Review Buku "Damar Wulan"



Daripada saya didera penasaran dan akhirnya masuk dalam mimpi, wih  ga asik juga dong mimpi tentang perpecahan majapahit, iya kalau mimpi tentang Damarwulannya klo mimpi tentang peperangannya?? Big no!. Ini gegara saya nya iseng dolan ke perpus sebelum liburan sekolah nah nemuin buku tentang kisah majapahit, mengingat saya paling demen dengan cerita-cerita sejarah yang berbau kerajaan-kerjaan gitu mulai kisah Ramayana, mahabarata, ken arok dll maka saya pun ga melewatkan salah satu karya Zhaenal Fanani ini. Rencananya mo dibaca saat liburan ternyata ada hal lain yang menyebabkan saya tidak bisa membacanya jadinya baru dibaca setelah liburan usai. Oke langsung cuz kecerita. Ingat ya guys ini murni pendapat saya tentang buku ini, artinya saya menulis review ini bukan berdasarkan review dari blog lain karena saya juga belum lihat review review dari tetangga sebelah kalau ada salah-salah sebelumnya mohon dimaafin.
Dimulai dari cover, kadang kita sering mendengar ada pernyataan jangan menilai isi buku dari covernya, tapi klo buku itu disegel kita kan hanya bisa melihat cover serta membaca synopsis yang terdapat dalam cover, klo dari cover sudah ga menarik pasti mo lihat isinya juga sedikit malas, itu kalo saya hehe.. Dari cover saya menilai sangat bagus ada gambar mahkota warna gold dengan background warna hitam dan langit jingga dengan siluet peperangan dua pasukan, itu sudah sangat representative sekali untuk menggambarkan isinya. Pasti keren,  itu yang terlintas dalam pemikiran saya. Nah sekarang kita masuk ke gaya penulisan (anggap saya orang ahli bahasa hahaha…padahal nulis di blog aja sangat berlepotan tata bahasa saya, mohon ijin kepada para ahli bahasa ya..)

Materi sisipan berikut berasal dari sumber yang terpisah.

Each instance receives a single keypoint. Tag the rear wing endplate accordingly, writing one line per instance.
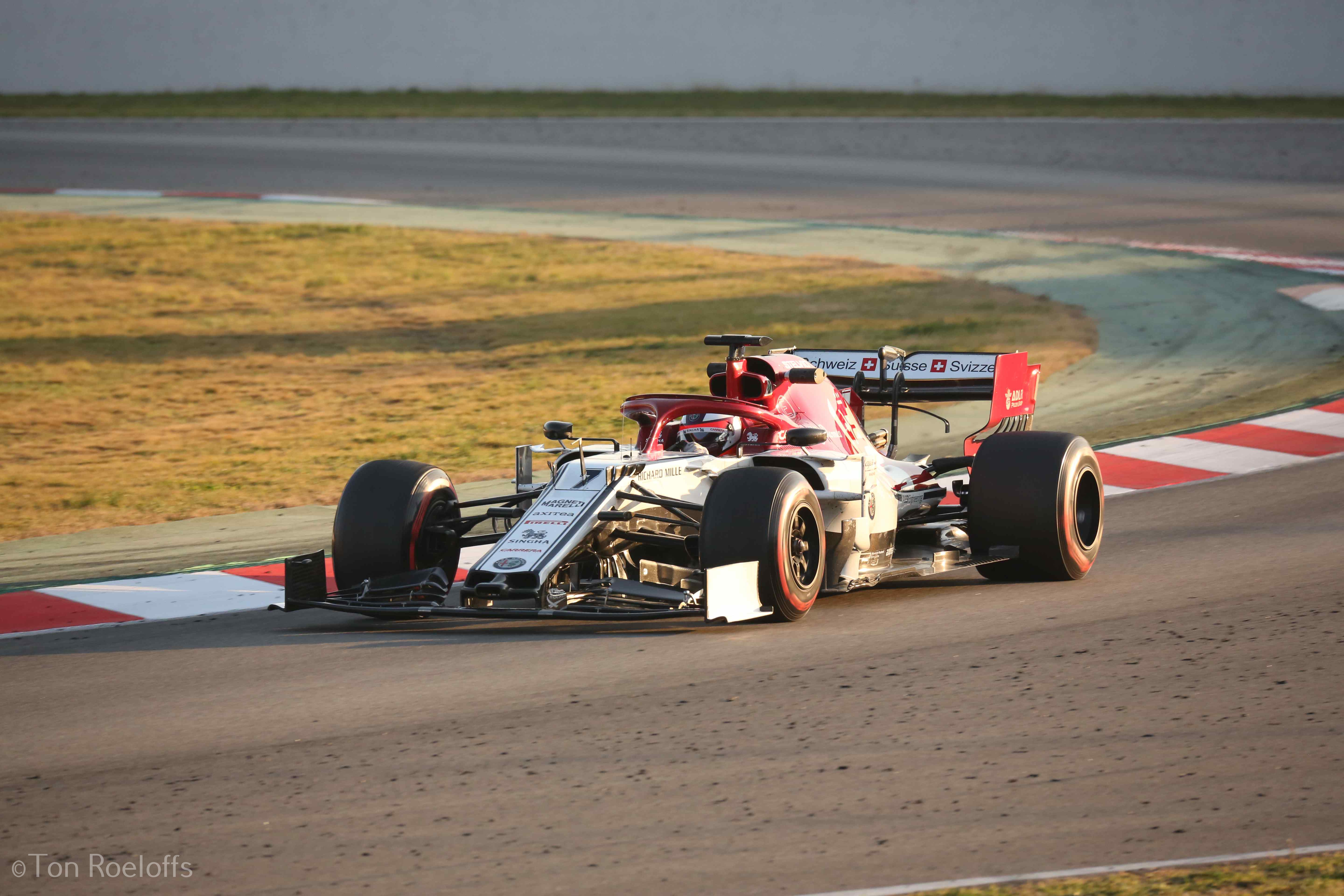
(1006, 381)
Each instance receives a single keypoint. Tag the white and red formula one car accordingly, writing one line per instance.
(745, 503)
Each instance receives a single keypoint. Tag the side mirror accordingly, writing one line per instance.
(807, 375)
(803, 437)
(558, 430)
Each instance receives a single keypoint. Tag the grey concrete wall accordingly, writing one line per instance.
(978, 46)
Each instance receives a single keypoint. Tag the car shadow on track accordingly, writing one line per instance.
(260, 629)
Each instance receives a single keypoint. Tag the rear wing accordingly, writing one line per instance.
(1006, 381)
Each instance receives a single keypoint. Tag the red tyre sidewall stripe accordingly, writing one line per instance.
(781, 557)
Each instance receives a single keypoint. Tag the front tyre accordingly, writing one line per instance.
(769, 515)
(380, 526)
(1042, 494)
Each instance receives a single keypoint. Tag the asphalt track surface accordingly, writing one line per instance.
(1275, 186)
(1182, 700)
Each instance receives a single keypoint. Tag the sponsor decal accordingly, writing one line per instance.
(662, 472)
(843, 363)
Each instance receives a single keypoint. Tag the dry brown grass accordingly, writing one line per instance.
(1292, 876)
(162, 370)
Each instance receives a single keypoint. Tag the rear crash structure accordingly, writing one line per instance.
(748, 503)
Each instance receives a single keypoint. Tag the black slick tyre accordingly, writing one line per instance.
(380, 526)
(769, 515)
(1041, 494)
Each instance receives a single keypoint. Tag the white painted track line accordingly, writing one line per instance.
(1327, 300)
(1306, 421)
(1081, 872)
(170, 597)
(1205, 456)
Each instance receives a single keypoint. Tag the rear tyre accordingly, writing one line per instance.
(1042, 494)
(380, 526)
(769, 515)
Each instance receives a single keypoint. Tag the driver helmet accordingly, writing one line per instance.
(716, 433)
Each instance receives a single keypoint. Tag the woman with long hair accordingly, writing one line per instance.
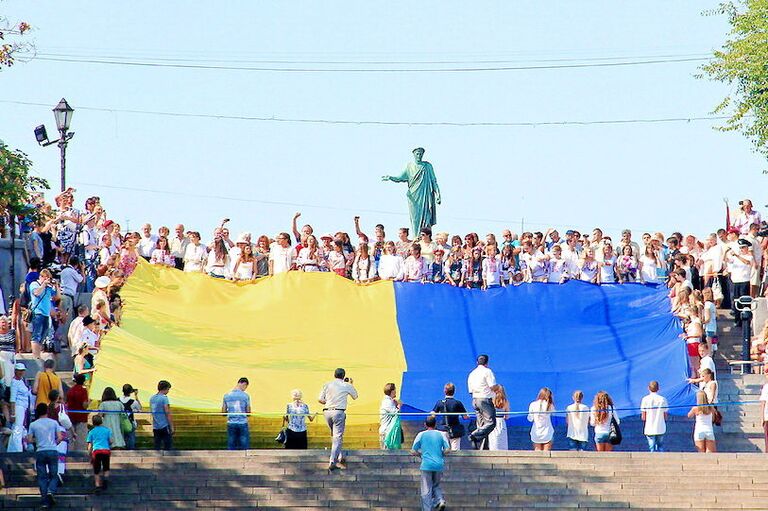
(507, 264)
(310, 256)
(473, 269)
(112, 411)
(648, 265)
(626, 265)
(607, 273)
(296, 415)
(161, 255)
(588, 266)
(262, 256)
(600, 416)
(390, 263)
(244, 265)
(129, 254)
(218, 259)
(363, 268)
(539, 413)
(703, 431)
(497, 438)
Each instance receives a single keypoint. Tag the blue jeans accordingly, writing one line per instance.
(238, 437)
(485, 420)
(41, 326)
(655, 443)
(130, 440)
(576, 445)
(47, 466)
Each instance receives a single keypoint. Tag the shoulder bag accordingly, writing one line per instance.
(456, 431)
(614, 437)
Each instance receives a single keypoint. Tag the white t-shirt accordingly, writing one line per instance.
(741, 271)
(648, 272)
(480, 381)
(578, 420)
(282, 258)
(606, 270)
(147, 245)
(654, 407)
(541, 430)
(764, 398)
(707, 363)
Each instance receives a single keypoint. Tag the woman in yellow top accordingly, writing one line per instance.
(45, 382)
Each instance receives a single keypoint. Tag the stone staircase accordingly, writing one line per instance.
(217, 480)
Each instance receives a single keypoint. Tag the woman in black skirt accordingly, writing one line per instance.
(297, 413)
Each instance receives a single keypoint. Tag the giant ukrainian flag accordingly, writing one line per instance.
(292, 330)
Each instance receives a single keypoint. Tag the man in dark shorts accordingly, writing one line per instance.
(99, 443)
(451, 424)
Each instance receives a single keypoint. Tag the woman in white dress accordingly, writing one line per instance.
(244, 265)
(497, 439)
(310, 257)
(703, 431)
(539, 413)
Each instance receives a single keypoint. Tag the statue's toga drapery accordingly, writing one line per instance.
(423, 192)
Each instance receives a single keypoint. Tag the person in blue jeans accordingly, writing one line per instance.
(42, 292)
(44, 433)
(237, 406)
(162, 421)
(431, 446)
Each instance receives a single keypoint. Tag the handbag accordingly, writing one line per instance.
(456, 431)
(717, 290)
(126, 426)
(614, 437)
(282, 436)
(394, 438)
(717, 417)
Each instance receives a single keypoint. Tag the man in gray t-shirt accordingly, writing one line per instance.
(237, 406)
(45, 434)
(162, 421)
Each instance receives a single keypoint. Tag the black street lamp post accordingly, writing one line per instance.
(63, 115)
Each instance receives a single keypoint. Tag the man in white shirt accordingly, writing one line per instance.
(334, 398)
(764, 408)
(741, 265)
(281, 255)
(757, 255)
(71, 277)
(178, 246)
(654, 413)
(195, 254)
(746, 217)
(482, 387)
(706, 362)
(147, 242)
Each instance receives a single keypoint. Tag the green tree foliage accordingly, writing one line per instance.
(742, 63)
(12, 42)
(17, 187)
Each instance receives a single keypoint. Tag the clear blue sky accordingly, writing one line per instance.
(643, 176)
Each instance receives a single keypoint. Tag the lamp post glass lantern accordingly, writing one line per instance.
(63, 114)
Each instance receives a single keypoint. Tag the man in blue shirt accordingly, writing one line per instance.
(237, 405)
(44, 433)
(42, 291)
(431, 446)
(162, 422)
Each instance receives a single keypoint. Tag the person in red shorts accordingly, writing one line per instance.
(99, 442)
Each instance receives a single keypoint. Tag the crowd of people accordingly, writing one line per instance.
(71, 251)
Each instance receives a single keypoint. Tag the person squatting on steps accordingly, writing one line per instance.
(334, 398)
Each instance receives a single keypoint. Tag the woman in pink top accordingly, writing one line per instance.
(129, 256)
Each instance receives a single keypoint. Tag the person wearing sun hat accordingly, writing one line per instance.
(100, 293)
(741, 262)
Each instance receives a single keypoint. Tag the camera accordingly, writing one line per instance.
(763, 229)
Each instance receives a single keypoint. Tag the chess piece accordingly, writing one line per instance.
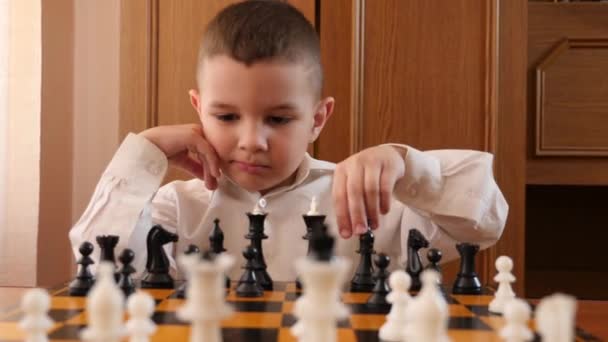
(504, 278)
(35, 305)
(363, 280)
(216, 241)
(125, 282)
(381, 288)
(415, 241)
(467, 281)
(107, 244)
(516, 314)
(256, 235)
(104, 307)
(205, 306)
(555, 318)
(157, 264)
(84, 279)
(313, 221)
(399, 297)
(319, 307)
(140, 326)
(427, 315)
(191, 249)
(248, 285)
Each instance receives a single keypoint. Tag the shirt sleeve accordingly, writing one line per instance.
(450, 196)
(126, 187)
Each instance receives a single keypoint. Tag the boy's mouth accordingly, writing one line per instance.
(250, 167)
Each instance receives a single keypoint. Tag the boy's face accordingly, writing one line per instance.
(260, 119)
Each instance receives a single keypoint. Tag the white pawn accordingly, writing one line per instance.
(140, 306)
(555, 318)
(427, 315)
(35, 305)
(105, 306)
(399, 297)
(504, 278)
(516, 314)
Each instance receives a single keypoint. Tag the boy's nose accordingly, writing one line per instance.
(253, 139)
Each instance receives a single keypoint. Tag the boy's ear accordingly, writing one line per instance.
(194, 100)
(323, 111)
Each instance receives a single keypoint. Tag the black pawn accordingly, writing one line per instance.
(125, 282)
(363, 280)
(381, 288)
(248, 285)
(216, 241)
(84, 279)
(312, 223)
(256, 235)
(415, 241)
(434, 257)
(191, 249)
(467, 281)
(107, 244)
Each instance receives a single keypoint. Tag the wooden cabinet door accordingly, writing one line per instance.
(432, 74)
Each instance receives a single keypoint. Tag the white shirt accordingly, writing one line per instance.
(449, 195)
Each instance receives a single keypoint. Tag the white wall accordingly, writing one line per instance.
(3, 111)
(18, 239)
(96, 90)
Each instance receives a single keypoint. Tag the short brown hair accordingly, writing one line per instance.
(257, 30)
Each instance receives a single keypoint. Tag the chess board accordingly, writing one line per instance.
(269, 318)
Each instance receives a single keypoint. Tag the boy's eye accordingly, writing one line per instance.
(227, 117)
(278, 120)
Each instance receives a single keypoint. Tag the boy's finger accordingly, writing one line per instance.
(203, 147)
(388, 177)
(356, 200)
(372, 190)
(341, 203)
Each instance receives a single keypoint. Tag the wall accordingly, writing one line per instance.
(18, 236)
(96, 83)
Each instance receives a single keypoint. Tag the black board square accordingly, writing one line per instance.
(364, 308)
(367, 336)
(167, 317)
(250, 334)
(241, 306)
(467, 323)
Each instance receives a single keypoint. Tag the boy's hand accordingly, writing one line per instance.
(363, 186)
(186, 147)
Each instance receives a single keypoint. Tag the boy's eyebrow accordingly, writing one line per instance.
(222, 105)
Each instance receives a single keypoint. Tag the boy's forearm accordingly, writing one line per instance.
(457, 190)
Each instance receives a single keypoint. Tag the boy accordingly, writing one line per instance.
(259, 102)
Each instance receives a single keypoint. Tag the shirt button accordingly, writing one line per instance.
(154, 168)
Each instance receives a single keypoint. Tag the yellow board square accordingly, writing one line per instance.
(355, 297)
(170, 304)
(473, 336)
(343, 335)
(171, 333)
(269, 296)
(473, 300)
(287, 307)
(367, 321)
(253, 320)
(68, 303)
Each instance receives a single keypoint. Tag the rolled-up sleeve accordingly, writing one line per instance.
(124, 189)
(451, 196)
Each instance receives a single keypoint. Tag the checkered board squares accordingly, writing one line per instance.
(269, 318)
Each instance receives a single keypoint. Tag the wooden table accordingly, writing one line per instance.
(592, 316)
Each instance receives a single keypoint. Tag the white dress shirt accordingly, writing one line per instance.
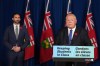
(73, 30)
(18, 25)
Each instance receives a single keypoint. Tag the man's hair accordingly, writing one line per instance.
(15, 14)
(71, 14)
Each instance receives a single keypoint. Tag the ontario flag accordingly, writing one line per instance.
(69, 10)
(91, 30)
(47, 39)
(29, 50)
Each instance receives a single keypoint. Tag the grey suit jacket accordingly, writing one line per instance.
(10, 38)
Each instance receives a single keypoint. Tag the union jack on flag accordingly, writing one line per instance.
(91, 30)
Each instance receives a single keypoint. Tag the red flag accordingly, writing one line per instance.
(69, 10)
(47, 37)
(91, 30)
(29, 50)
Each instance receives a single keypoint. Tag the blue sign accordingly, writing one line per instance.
(73, 52)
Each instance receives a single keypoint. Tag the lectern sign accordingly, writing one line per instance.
(85, 52)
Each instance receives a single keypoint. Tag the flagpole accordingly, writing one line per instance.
(25, 12)
(27, 5)
(47, 6)
(89, 6)
(69, 2)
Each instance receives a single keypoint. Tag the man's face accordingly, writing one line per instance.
(71, 21)
(16, 19)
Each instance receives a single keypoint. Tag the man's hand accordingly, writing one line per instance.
(16, 48)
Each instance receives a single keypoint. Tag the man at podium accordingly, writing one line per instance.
(71, 35)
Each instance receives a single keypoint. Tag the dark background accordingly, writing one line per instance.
(58, 12)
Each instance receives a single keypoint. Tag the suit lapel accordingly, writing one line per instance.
(20, 31)
(66, 38)
(75, 35)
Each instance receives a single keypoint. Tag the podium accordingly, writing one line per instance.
(73, 53)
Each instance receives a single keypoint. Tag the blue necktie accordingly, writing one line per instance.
(70, 36)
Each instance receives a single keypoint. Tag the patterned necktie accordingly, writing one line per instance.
(70, 36)
(16, 32)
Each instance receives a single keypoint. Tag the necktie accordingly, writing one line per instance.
(70, 36)
(16, 32)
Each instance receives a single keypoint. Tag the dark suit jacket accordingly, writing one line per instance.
(10, 38)
(80, 38)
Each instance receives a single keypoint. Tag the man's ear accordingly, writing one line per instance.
(12, 19)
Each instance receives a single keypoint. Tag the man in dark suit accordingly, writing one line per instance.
(16, 39)
(72, 36)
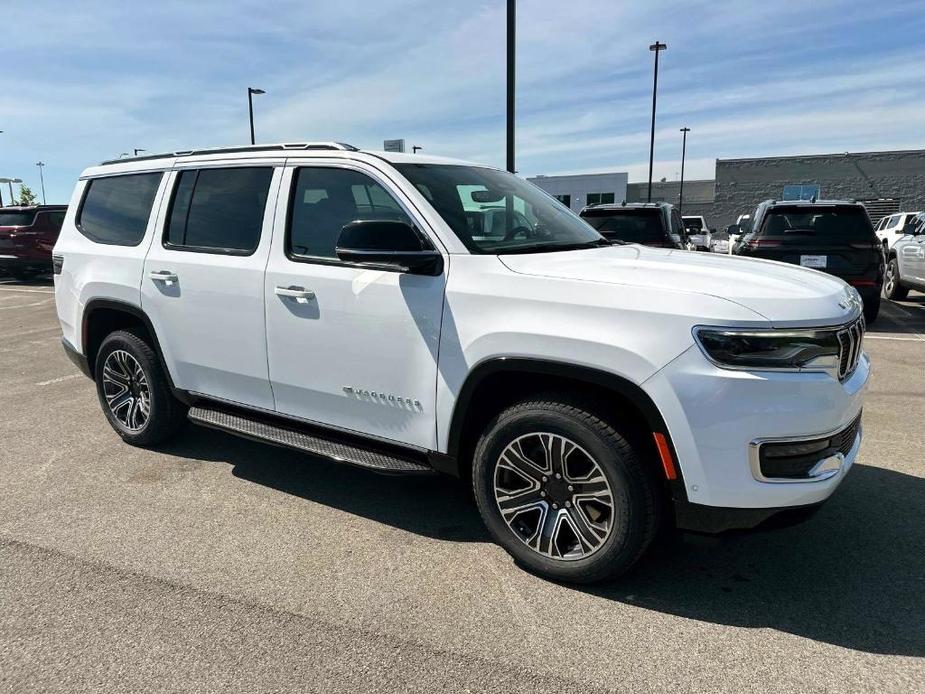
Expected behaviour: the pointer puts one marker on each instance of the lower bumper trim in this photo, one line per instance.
(713, 520)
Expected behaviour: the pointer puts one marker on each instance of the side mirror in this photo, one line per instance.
(387, 242)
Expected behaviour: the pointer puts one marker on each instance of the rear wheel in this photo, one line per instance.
(563, 492)
(133, 391)
(892, 289)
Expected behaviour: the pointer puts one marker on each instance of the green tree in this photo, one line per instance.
(26, 196)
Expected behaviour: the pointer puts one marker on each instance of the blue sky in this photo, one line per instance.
(86, 81)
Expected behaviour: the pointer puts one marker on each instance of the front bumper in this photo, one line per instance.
(716, 416)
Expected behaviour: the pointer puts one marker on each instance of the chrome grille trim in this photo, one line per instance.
(850, 340)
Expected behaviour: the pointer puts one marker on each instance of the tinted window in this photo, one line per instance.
(533, 221)
(634, 226)
(115, 209)
(56, 219)
(324, 200)
(219, 210)
(16, 219)
(832, 224)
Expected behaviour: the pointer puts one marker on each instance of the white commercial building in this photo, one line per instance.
(584, 189)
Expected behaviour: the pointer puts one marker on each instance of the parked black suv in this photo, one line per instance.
(830, 235)
(651, 224)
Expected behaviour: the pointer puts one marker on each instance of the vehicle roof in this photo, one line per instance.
(617, 206)
(31, 208)
(811, 203)
(291, 150)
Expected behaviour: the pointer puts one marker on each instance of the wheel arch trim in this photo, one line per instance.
(549, 367)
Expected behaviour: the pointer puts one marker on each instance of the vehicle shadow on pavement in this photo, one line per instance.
(853, 575)
(430, 505)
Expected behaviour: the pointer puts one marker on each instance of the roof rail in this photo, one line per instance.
(341, 146)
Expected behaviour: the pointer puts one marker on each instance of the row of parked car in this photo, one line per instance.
(833, 236)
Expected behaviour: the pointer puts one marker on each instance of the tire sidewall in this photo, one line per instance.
(128, 343)
(620, 546)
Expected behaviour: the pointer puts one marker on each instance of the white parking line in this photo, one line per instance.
(920, 338)
(57, 380)
(37, 303)
(30, 291)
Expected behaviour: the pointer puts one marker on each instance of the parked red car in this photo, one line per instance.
(27, 235)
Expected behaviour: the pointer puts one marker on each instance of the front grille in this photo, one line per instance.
(793, 460)
(850, 340)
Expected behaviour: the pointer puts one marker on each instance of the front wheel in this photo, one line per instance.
(134, 392)
(892, 289)
(563, 492)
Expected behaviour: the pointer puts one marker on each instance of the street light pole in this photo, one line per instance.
(41, 166)
(684, 130)
(511, 55)
(250, 108)
(657, 48)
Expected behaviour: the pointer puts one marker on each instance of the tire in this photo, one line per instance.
(129, 375)
(551, 425)
(892, 287)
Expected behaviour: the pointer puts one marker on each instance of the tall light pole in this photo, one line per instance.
(41, 166)
(511, 54)
(684, 130)
(656, 48)
(250, 108)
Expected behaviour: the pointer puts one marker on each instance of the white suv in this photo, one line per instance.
(892, 228)
(351, 304)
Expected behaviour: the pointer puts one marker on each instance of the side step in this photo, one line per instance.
(288, 435)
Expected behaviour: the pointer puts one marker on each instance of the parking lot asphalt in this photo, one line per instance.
(218, 564)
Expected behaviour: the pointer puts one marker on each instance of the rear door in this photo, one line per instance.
(350, 346)
(203, 278)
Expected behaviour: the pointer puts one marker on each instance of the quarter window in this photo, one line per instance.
(115, 209)
(324, 200)
(219, 210)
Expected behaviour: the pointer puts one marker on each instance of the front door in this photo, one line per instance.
(204, 276)
(349, 346)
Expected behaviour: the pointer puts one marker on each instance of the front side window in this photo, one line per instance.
(115, 209)
(324, 200)
(219, 210)
(495, 212)
(833, 224)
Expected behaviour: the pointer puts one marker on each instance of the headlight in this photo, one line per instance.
(771, 349)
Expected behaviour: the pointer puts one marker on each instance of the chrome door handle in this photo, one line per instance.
(163, 276)
(300, 294)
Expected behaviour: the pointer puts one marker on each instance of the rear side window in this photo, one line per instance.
(219, 210)
(16, 219)
(634, 226)
(115, 209)
(834, 224)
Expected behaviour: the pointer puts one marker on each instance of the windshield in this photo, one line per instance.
(632, 226)
(494, 212)
(836, 223)
(16, 219)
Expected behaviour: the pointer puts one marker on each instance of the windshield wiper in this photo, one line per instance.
(552, 247)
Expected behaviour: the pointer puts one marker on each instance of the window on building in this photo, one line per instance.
(600, 199)
(115, 209)
(801, 192)
(219, 210)
(325, 200)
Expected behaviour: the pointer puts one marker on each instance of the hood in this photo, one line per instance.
(786, 295)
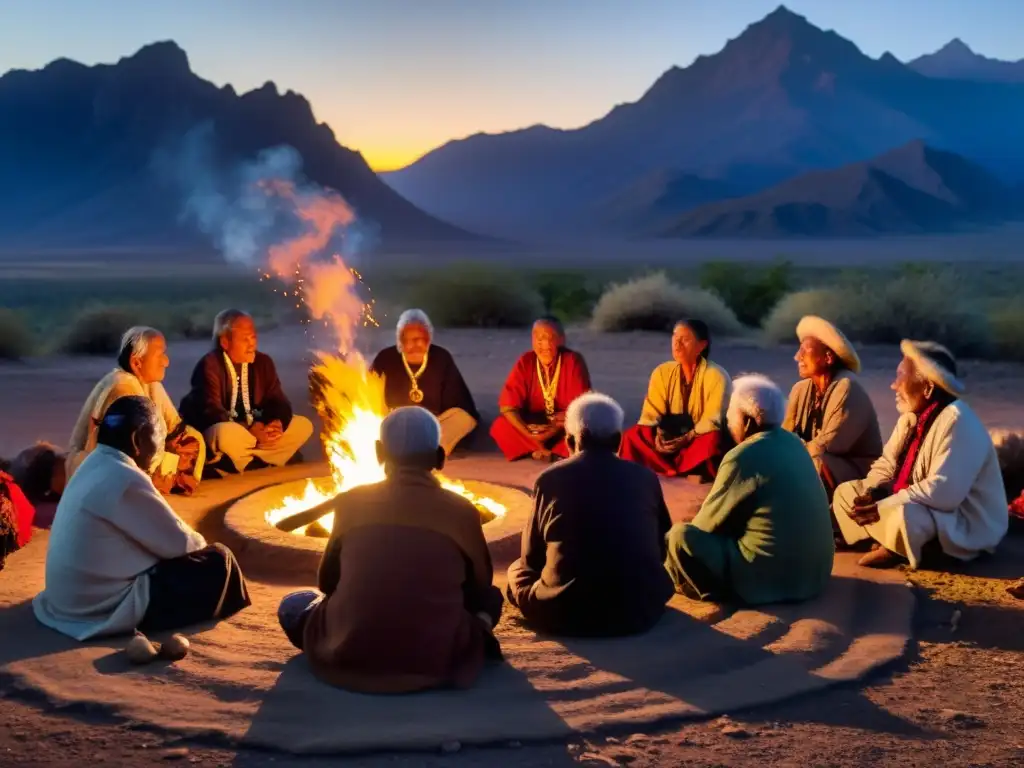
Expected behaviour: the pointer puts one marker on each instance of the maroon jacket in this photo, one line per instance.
(209, 400)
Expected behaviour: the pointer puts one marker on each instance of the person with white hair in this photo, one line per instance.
(938, 481)
(406, 600)
(119, 558)
(537, 392)
(141, 365)
(593, 551)
(238, 403)
(418, 372)
(764, 532)
(828, 409)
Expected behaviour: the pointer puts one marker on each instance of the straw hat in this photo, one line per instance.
(820, 329)
(935, 363)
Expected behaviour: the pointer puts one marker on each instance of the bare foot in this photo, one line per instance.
(880, 558)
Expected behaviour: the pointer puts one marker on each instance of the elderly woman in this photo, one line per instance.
(141, 365)
(763, 535)
(938, 479)
(119, 558)
(406, 599)
(593, 550)
(438, 387)
(539, 389)
(680, 427)
(828, 409)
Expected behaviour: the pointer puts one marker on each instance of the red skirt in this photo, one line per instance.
(515, 444)
(702, 456)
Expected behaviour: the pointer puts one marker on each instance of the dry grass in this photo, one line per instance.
(15, 338)
(655, 303)
(924, 305)
(473, 297)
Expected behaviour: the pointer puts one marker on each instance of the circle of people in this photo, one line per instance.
(794, 479)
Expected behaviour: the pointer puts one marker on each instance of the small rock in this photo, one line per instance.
(734, 731)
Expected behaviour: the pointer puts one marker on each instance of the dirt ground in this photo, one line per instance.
(954, 700)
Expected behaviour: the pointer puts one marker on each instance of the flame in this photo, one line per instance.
(348, 397)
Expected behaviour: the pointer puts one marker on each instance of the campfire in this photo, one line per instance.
(348, 397)
(350, 402)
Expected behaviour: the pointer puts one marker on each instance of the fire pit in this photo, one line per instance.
(262, 547)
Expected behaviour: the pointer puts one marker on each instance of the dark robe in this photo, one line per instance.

Dari bab satu saya sudah dibuat terpana dengan gaya penulisannya, sangat tertata apik dan indah. Saat penulis mendiskripsikan suasana maka pembacanya seakan bisa ikut serta merasakan suasana tersebut, selain itu buku tersebut membuat orang mengenal beberapa sebutan jabatan yang digunakan orang jaman dahulu  kalau sekarang kayak menteri-menteri dan panglima gitu deh…kalau dulu ada Mahapatih yang dibantu oleh beberapa senopati dibawah senopati ada bekel dibawah bekel ada lurah prajurit. Selain itu juga ada panggilan Bhre / Bhatara (bukan bro lho ya…) yaitu suatu gelar yang diberikan kepada kerabat bangsawan sesuai dengan daerah kekuasaannya.  Begitu seterusnya sampai bab terakhir gaya penulisannya tetap indah menurut saya, akan tetapi saya menyayangkan beberapa part yang alurnya sedikit tergesa-gesa. Mungkin karena saya menikmati dari setiap alur sehingga merasa sangat sayang jika ceritanya disingkat.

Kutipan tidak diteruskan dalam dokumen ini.